Antonello makes two DOCG Cesanese wines which he calls Romanico and Hernicus. The 2018 Hernicus has a deep ruby colour with the hints of garnet that you would expect from this grape. The wine is fermented on the skins for anything between 14 to 21 days, depending on the year, and it is then matured half in cement tanks and half in barriques of the third or fourth passo. This term means the barrel has been used two or three times before and so the wine can be safely left to mature as the majority of its flavours have passed through previous use. On the nose there is liquorice and also the leather of old books. On the palate there were none of the tannins I was expecting but Antonello explained that at 14.5% alcohol they tend to be hidden. The wine was dry with good acidity and accordingly I would pair it with lamb or perhaps steak.

The 2018 Romanico has a deep ruby colour with a little more garnet than the Hernicus. This is a wine that has been matured for 15 months in barriques of the first and second passo and it is, again, significant because this means the barrel still has a lot of flavour to give to the wine and so must be handled with care. The winemaker will keep a strict check on progress and may move the wine to an older barrel if he considers it necessary. On the nose there is vanilla that comes from the new barrels together with some tannins that, for me, gave a more balanced structure that I would pair with roast beef.
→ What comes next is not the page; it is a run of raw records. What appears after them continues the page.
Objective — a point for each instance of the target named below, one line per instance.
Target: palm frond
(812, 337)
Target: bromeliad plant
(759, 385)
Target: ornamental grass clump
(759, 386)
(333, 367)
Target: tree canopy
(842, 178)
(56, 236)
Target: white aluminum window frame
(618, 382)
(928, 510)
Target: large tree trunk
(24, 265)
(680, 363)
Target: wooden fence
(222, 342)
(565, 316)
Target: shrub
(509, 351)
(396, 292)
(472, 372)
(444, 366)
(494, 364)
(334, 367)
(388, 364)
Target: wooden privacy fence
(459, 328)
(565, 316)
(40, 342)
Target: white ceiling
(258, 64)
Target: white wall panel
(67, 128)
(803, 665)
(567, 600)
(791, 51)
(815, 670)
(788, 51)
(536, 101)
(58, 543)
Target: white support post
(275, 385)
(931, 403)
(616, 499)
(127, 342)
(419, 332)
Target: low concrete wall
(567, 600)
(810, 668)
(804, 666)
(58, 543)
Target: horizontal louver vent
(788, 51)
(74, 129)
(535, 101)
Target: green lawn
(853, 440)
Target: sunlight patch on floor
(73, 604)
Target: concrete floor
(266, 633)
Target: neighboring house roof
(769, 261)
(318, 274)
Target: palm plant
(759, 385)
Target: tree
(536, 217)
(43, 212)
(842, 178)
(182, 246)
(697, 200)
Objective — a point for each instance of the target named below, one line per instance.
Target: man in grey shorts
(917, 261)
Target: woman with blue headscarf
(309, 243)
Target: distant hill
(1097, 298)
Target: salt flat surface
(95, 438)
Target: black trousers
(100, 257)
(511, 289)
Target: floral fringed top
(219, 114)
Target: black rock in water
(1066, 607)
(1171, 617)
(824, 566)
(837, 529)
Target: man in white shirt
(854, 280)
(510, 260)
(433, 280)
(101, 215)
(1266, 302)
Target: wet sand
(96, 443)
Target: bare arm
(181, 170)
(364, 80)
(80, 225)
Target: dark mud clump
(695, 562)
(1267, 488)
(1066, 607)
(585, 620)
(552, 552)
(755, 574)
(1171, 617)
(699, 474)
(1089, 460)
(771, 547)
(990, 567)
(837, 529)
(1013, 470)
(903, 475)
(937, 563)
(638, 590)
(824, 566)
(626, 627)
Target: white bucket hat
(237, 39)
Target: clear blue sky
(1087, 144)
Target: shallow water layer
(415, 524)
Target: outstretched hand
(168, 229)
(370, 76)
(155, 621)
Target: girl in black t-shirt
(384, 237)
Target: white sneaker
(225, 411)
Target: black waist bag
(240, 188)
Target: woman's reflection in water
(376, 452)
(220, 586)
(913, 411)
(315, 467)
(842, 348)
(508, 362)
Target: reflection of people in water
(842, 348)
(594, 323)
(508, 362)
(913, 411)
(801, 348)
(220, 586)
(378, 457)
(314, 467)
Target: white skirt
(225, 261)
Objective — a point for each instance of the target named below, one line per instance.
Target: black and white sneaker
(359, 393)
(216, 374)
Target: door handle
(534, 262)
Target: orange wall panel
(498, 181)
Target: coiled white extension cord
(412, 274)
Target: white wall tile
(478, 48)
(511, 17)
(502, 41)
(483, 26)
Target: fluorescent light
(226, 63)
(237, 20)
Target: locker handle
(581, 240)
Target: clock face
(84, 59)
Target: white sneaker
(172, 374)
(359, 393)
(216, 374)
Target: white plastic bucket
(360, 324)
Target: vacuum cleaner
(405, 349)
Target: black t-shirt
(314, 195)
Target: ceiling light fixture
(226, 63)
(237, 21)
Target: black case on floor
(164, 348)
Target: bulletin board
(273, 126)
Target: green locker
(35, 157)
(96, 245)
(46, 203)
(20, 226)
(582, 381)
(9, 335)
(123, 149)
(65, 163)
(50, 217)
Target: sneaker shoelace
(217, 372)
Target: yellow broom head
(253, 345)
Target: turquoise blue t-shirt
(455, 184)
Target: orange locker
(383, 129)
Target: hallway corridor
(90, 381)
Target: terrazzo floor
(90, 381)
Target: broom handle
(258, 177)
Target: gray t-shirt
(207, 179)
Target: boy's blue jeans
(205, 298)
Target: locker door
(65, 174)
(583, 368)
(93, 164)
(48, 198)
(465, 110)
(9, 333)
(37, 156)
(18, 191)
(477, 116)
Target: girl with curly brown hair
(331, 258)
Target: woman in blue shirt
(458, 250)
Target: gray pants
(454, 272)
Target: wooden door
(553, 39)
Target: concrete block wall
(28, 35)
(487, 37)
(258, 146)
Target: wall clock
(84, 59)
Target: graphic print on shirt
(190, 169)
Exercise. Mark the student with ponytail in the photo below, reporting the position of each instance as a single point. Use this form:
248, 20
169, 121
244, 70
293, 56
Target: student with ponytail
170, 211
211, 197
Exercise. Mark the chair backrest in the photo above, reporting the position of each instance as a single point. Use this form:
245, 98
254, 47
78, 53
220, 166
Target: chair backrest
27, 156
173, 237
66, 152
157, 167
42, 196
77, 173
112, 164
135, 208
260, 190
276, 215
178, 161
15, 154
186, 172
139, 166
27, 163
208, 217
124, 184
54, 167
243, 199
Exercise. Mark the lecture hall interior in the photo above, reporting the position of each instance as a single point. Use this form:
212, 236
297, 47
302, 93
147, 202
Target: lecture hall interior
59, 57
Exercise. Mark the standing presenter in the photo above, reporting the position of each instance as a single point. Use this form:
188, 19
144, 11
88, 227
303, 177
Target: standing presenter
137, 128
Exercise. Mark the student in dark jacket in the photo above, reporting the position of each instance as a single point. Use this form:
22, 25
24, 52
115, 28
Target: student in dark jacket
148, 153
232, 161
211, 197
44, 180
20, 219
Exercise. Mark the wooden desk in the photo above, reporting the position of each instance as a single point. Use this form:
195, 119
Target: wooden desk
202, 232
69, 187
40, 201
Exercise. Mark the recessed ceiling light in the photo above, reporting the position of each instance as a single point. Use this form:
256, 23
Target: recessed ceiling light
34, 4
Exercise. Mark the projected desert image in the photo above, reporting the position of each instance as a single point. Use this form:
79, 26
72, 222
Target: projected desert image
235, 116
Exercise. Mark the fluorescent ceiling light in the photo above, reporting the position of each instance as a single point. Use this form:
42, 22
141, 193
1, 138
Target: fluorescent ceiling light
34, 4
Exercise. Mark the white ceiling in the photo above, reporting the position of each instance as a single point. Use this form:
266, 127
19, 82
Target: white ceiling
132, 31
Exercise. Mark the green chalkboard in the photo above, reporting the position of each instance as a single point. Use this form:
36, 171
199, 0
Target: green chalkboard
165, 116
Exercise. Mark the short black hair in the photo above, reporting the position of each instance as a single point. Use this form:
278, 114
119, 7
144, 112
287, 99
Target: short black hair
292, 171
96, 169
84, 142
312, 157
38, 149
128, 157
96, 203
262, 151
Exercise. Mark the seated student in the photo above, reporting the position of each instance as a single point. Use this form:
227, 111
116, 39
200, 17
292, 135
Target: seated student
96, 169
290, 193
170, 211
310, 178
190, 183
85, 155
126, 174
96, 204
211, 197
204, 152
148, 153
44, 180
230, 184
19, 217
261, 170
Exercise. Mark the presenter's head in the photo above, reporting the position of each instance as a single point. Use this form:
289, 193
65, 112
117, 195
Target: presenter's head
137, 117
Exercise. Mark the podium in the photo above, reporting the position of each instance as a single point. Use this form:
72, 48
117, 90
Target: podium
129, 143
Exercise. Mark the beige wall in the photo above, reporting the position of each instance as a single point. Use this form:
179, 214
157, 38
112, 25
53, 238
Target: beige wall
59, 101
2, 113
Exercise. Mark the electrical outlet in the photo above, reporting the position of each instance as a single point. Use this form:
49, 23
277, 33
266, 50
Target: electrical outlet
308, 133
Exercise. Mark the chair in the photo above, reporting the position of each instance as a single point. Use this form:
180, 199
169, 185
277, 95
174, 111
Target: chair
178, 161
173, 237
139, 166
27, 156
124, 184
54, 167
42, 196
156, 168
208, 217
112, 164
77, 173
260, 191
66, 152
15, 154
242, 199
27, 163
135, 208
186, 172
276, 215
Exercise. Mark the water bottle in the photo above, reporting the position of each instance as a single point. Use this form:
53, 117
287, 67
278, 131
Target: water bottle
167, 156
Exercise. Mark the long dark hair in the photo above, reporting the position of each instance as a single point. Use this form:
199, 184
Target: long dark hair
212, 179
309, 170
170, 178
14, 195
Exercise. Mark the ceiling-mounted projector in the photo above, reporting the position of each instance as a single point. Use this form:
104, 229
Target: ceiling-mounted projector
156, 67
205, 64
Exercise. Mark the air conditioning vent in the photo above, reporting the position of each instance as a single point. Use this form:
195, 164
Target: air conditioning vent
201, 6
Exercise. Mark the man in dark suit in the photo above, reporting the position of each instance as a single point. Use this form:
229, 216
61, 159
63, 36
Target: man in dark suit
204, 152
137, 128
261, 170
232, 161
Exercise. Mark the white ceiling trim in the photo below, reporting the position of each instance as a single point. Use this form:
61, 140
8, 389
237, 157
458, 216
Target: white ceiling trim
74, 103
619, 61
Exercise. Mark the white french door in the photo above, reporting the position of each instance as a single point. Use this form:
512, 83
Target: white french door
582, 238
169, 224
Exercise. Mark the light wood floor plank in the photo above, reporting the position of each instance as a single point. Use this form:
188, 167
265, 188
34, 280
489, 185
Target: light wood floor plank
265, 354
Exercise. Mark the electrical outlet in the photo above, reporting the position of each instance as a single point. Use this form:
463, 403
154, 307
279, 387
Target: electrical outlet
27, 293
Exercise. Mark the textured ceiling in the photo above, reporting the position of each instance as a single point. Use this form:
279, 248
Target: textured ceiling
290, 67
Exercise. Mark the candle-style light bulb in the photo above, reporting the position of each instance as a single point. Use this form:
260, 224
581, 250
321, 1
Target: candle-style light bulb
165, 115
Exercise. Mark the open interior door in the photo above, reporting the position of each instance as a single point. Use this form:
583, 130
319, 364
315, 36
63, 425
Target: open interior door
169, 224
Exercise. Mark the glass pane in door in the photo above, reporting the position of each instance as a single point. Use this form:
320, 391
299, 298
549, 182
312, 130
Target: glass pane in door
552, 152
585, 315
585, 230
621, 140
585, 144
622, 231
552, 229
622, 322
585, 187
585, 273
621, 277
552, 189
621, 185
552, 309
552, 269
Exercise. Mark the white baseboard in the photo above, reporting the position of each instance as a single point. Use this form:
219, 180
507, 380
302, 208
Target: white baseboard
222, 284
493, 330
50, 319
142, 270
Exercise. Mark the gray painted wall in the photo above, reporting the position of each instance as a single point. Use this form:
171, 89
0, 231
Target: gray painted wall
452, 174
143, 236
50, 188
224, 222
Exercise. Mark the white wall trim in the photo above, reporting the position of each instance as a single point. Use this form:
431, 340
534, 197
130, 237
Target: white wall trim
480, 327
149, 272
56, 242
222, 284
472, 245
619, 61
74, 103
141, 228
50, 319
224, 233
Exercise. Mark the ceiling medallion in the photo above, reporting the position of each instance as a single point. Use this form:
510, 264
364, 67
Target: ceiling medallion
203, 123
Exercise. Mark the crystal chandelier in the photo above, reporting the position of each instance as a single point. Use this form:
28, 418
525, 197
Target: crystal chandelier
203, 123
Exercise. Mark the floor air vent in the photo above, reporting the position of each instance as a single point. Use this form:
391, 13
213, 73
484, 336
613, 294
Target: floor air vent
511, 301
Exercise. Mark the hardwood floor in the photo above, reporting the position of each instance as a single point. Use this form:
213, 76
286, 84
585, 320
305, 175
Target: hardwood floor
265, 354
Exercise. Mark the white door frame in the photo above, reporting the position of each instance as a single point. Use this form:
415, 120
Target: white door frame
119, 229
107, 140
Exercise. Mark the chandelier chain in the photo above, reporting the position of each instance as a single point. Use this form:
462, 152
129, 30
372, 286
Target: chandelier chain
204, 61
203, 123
Lastly, I was privileged to sample a 2010 Romanico. Antonello explained that this was a good year weather-wise, with good rainfall at the right times, and plenty of sun. Here the colour was starting to assume more garnet that is the sign of age, with a bouquet, again, of liquorice and old leather. Age has mellowed the palate so now the tannins have rounded. There is a distinct alcoholic warmth which is not surprising when a glance at the label showed that it is 15.5% alcohol. For me this is a vino di meditazione, possibly to be  enjoyed with a very mature parmesan.

On the subject of ageing, Antonello thinks his wines will continue to improve for four to five years after which they reach a plateau that they can maintain for at least ten years. All I can add after this tasting is that the words, sumptuous, luxurious, and full-bodied will stay with me whenever I think of his Cesanese wines.